Para distributor resmi itu ditunjuk oleh vendor utama (produsen ponsel) untuk mendistribusikan ponsel di Indonesia. Sayangnya, distributor tersebut belum menjamin bahwa Indonesia bebas dari maraknya peredaran ponsel BM.
Masalah peredaran ponsel BM di Indonesia sebenarnya bukan berita baru. Bahkan, sejak industri ponsel masih dikuasai Nokia pada dua dekade yang lalu, peredaran ponsel BM sudah ada. Bisnis ini memang sangat menggiurkan, karena para penjual ponsel BM bisa mengeruk untung besar.
Secara fisik, ponsel BM sebenarnya tidak ada bedanya dengan “ponsel legal”, karena ponsel BM sama persis dengan yang masuk secara legal. Yang menjadi masalah, ponsel BM masuk ke Indonesia dengan cara diselundupkan lewat jalur tidak resmi untuk menghindari sistem perpajakan negara dan peraturan Tingkat Komponen Dalam Negeri (TKDN) yang dibuat pemerintah.
Sedangkan ponsel legal didistribusikan atau dijual lewat distributor resmi yang memiliki kerja sama atau ditunjuk oleh produsen ponsel untuk melakukan penjualan dan menyediakan layanan purna jual di Indonesia, serta telah memenuhi standar yang telah ditentukan oleh pemerintah.
Ponsel BM Masih Beredar di Pasaran
Untuk mengetahui sejauh mana peredaran ponsel BM di Indonesia, tim Telset.id coba melakukan penelusuran secara langsung untuk mencari tahu, apakah peredaran ponsel BM masih ada atau tidak. Pencarian dilakukan melalui toko online dan juga toko fisik.
Dalam penelusuran ini, kami mengunjungi salah satu pusat perbelanjaan ponsel terbesar di Jakarta, yakni ITC Roxy Mas, dengan mendatangi beberapa toko ponsel dan melakuan reportase langsung di lapangan.

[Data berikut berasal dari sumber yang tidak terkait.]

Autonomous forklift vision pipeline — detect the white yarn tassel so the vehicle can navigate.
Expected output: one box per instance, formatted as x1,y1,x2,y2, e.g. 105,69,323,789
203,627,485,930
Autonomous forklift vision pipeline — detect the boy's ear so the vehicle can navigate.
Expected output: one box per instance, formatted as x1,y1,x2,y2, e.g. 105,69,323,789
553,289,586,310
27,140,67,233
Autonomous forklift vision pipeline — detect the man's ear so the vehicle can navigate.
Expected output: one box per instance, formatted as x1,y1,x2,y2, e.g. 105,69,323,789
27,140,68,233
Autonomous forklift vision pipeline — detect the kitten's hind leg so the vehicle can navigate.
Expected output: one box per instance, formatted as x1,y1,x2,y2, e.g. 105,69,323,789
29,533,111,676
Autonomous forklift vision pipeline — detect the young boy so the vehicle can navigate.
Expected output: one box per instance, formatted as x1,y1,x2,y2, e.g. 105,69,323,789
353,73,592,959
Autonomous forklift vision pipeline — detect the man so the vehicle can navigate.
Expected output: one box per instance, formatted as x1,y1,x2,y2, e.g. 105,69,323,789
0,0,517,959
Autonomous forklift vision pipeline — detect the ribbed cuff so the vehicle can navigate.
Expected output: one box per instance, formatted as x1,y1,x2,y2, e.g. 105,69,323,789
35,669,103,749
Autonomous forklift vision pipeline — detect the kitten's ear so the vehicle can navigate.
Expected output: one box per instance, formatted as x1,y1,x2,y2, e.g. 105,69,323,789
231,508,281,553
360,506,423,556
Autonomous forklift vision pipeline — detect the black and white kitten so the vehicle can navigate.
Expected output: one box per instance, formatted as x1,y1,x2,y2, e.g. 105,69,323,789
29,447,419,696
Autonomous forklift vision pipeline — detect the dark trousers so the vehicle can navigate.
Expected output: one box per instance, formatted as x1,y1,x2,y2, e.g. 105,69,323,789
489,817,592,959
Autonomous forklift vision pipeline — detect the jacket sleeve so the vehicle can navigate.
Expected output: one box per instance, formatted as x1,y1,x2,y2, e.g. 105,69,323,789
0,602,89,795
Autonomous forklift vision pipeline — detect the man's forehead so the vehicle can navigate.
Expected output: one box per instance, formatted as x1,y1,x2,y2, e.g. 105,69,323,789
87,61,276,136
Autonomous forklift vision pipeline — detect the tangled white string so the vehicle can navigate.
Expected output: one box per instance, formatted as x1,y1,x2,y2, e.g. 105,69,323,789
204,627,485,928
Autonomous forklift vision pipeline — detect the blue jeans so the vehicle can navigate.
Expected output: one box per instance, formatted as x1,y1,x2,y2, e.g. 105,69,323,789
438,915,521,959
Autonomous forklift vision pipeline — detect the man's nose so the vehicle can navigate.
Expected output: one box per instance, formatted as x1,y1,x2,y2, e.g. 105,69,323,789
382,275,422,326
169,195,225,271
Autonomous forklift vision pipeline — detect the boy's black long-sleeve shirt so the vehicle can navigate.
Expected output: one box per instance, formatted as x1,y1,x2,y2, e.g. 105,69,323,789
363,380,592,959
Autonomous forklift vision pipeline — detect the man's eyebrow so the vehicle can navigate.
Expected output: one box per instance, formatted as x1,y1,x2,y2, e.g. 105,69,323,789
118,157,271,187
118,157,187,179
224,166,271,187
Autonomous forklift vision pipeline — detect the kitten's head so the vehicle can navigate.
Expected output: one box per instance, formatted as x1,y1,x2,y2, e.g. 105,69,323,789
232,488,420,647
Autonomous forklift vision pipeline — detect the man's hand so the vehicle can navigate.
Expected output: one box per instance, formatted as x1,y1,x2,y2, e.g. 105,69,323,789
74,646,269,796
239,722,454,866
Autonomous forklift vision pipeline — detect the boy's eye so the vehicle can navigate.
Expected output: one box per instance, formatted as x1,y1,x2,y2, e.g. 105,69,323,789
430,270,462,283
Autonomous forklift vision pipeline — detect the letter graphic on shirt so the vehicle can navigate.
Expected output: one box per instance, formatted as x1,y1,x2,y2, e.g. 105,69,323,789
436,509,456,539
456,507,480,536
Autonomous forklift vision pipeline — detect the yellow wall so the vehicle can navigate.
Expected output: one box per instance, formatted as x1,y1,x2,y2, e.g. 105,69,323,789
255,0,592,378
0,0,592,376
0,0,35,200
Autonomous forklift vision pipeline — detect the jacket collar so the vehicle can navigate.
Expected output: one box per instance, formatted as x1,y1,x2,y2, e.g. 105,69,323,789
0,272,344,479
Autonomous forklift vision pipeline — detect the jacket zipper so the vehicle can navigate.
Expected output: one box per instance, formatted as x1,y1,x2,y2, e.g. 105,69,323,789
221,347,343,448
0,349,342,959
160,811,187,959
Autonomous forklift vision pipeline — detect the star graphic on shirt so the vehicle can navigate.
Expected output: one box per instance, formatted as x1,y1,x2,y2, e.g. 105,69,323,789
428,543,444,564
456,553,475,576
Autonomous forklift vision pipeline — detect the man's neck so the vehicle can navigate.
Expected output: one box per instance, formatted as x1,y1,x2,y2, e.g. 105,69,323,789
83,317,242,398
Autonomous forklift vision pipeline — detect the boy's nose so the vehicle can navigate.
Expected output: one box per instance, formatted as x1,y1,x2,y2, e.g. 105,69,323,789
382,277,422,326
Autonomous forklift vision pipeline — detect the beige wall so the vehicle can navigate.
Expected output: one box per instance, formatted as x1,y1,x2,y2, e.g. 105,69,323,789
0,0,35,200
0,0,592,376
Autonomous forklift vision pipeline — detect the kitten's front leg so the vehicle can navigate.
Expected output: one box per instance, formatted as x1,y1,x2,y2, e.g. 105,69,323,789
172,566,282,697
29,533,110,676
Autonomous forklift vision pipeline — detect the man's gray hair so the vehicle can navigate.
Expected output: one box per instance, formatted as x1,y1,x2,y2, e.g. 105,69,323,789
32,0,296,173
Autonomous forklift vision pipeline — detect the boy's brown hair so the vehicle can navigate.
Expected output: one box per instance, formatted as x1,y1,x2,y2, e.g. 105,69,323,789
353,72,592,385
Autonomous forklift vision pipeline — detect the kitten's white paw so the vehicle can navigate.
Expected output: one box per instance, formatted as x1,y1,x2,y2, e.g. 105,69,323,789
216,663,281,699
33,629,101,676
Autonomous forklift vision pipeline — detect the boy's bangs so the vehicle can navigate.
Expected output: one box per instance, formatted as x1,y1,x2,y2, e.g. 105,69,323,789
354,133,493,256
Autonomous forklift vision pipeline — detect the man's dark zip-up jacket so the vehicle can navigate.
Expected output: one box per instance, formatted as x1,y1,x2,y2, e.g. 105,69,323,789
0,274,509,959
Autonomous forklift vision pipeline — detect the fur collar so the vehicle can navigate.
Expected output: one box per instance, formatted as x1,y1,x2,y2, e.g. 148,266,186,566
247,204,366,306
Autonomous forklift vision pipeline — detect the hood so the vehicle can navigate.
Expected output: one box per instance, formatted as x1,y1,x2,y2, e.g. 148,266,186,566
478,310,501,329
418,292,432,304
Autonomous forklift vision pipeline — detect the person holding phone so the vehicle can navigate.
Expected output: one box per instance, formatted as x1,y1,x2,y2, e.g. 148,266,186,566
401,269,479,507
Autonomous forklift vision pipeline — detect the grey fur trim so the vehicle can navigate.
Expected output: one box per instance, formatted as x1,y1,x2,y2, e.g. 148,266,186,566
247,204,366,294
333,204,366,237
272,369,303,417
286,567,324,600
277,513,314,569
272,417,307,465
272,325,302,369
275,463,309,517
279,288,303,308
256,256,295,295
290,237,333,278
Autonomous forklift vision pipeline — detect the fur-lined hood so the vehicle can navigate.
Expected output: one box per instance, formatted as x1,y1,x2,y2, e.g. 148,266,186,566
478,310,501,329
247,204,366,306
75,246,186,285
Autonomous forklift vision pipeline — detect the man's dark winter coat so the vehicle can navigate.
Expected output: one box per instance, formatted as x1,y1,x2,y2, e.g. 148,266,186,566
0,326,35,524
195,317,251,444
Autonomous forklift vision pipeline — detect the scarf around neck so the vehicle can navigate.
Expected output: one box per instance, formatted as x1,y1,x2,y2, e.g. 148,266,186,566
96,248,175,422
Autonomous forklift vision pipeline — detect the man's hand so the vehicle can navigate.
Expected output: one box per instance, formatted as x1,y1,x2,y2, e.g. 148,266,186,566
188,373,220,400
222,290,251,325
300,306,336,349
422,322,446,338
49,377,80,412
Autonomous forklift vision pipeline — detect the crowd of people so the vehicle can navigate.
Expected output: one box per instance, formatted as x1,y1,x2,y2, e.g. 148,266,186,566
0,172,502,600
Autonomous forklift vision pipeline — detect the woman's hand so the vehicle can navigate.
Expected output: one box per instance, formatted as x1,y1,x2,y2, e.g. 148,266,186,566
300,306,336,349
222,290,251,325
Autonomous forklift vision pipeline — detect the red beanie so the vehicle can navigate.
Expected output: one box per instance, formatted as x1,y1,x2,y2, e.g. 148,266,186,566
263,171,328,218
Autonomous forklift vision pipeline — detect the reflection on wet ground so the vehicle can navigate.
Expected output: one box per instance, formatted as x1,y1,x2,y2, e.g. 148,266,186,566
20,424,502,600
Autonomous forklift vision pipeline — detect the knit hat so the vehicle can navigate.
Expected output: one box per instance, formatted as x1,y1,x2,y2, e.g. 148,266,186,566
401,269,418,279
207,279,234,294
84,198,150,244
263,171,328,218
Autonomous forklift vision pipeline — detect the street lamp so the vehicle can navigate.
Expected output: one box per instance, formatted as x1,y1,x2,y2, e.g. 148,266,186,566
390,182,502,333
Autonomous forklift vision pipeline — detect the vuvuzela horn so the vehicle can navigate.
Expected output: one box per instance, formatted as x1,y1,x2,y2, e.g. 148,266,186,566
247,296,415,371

Hasilnya, kami mendapatkan beberapa seri ponsel yang dijual tanpa garansi dari distributor resmi. Misalnya, Xiaomi Mi A2 Lite versi RAM 4GB dengan Storage 64 GB yang dijual seharga Rp 2.700.000. Kami curiga, ponsel tersebut BM, karena garansinya bukan dari PT Teletama Artha Mandiri (TAM) selaku distributor resmi Xiaomi di Indonesia.
Saat kami bertanya mengenai garansi apa yang dipakai. Penjaga toko itu menjawab jika garansi yang diberikan adalah ‘garansi distributor’. Awalnya kami sempat menduga jika yang dimaksud adalah garansi dari TAM, tapi ternyata dugaan kami meleset.
“Bukan mas, itu sih garansi resmi. Ini garansi distributor, sama aja kok selama ini gak ada masalah,” ucap si penjaga toko berusaha meyakinkan kami.
Dia mengatakan bahwa garansi yang dipakai bisa melalui garansi B-Cell. Bahkan jikapun terjadi kerusakan, mereka (pihak toko) akan membantunya dalam hal garansi. Sebagai informasi, yang dimaksud distributor di sini adalah importir umum yang memasukkan barang langsung dari luar Indonesia.
“Nanti kalau rusak ke sini aja mas, biar diurus garansinya,” ujar seorang pria yang juga adalah pemilik toko itu.
Kami coba ke toko lainnya. Di sini, kami diyakinkan bahwa tidak ada garansi resmi untuk seri Mi A2 Lite. Menurutnya kualitas garansi distributor tidak kalah bagus dengan garansi resmi. “Yang distributor juga bagus kok, dan soalnya Mi A2 Lite itu gak ada yang resmi mas,” ucapnya.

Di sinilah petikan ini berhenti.